Because non-academic employees are part of the San Francisco Employees’ Retirement System, they are subject to a 2008 city charter amendment that scaled back the benefits a bit for employees hired after 2009. To get the full employer contribution, these retirees must have worked for the district for 20 years.
For those non-academic employees who have worked 10 to 15 years, the college covers half of the full retirement benefit, Hale said.
Geoffrey Kischuk, an actuary who has consulted with City College of San Francisco and several other community college districts to help analyze their retiree health liabilities, said City College’s benefits are unusually generous.
“Most of the districts in the Bay Area have changed their benefits or eliminated their benefits, in some cases more than 20 years ago,” said Kischuk, who is president of Total Compensation Systems Inc.
A chancellor’s office spokesman also said districts that offer lifetime health benefits to retirees would probably be in the minority.
At City College of San Francisco, health benefits for current retirees cost $6.7 million in 2011-12, according to the district’s budget [PDF].
Trustee Steve Ngo said that’s an area the district has to re-examine.
“You would have to construct a new regime that would bend that cost curve down in such a way that gets the district in, I believe, a fiscally healthier position. That requires negotiations with our units,” he said.
City College of San Francisco also has been more generous with its adjunct instructors and part-time staff than its counterparts around the state.

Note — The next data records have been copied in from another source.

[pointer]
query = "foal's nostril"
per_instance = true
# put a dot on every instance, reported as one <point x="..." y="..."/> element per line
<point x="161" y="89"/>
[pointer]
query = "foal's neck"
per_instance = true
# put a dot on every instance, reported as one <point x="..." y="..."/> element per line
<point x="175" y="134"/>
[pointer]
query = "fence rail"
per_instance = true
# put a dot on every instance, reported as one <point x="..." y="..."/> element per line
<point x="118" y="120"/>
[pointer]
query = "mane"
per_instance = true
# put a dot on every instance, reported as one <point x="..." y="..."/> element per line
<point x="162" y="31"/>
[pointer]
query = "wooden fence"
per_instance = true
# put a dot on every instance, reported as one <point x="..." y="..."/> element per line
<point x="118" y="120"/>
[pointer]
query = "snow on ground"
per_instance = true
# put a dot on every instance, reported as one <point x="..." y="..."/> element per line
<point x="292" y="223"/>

For example, part-time instructors who have taught at least two semesters and are assigned to teach seven and a half hours or more of class per week are eligible for the same health and dental coverage as full-time faculty.
Similarly, part-time classified employees who work more than a certain number of hours per year and for several years in a row can receive full-time benefits.

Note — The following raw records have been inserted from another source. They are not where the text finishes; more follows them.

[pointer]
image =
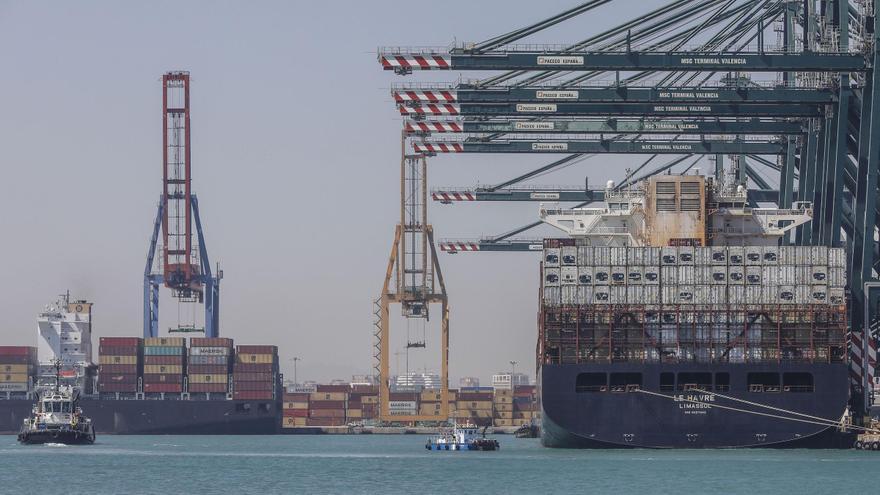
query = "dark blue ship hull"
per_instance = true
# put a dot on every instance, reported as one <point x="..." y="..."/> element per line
<point x="616" y="418"/>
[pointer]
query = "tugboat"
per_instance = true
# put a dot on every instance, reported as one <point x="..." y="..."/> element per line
<point x="57" y="418"/>
<point x="462" y="437"/>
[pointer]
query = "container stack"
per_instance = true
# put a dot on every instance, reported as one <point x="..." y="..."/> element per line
<point x="255" y="372"/>
<point x="120" y="364"/>
<point x="295" y="412"/>
<point x="688" y="275"/>
<point x="474" y="407"/>
<point x="164" y="364"/>
<point x="327" y="405"/>
<point x="208" y="365"/>
<point x="502" y="408"/>
<point x="525" y="405"/>
<point x="18" y="369"/>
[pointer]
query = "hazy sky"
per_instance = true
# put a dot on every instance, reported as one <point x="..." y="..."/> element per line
<point x="295" y="155"/>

Kern, by contrast, provides part-time employees who work at least half-time with a portion of the benefits based proportionally on the number of hours they work, Burke said.
Karen Saginor, president of the Academic Senate for City College of San Francisco, agreed that it’s a problem that 92 percent of the district's spending goes to salaries and benefits. But she noted that faculty members have made efforts to save money on supplies and materials, and they have gotten grants to help pay for new technology.
“I bring in my own pens. We print double-sided on paper. We’re very careful about turning off the lights and (not) wasting water,” Saginor said. “There’s so much that we’ve done to try to save money – the more money you have to spend on other stuff, the fewer classes you have for students.”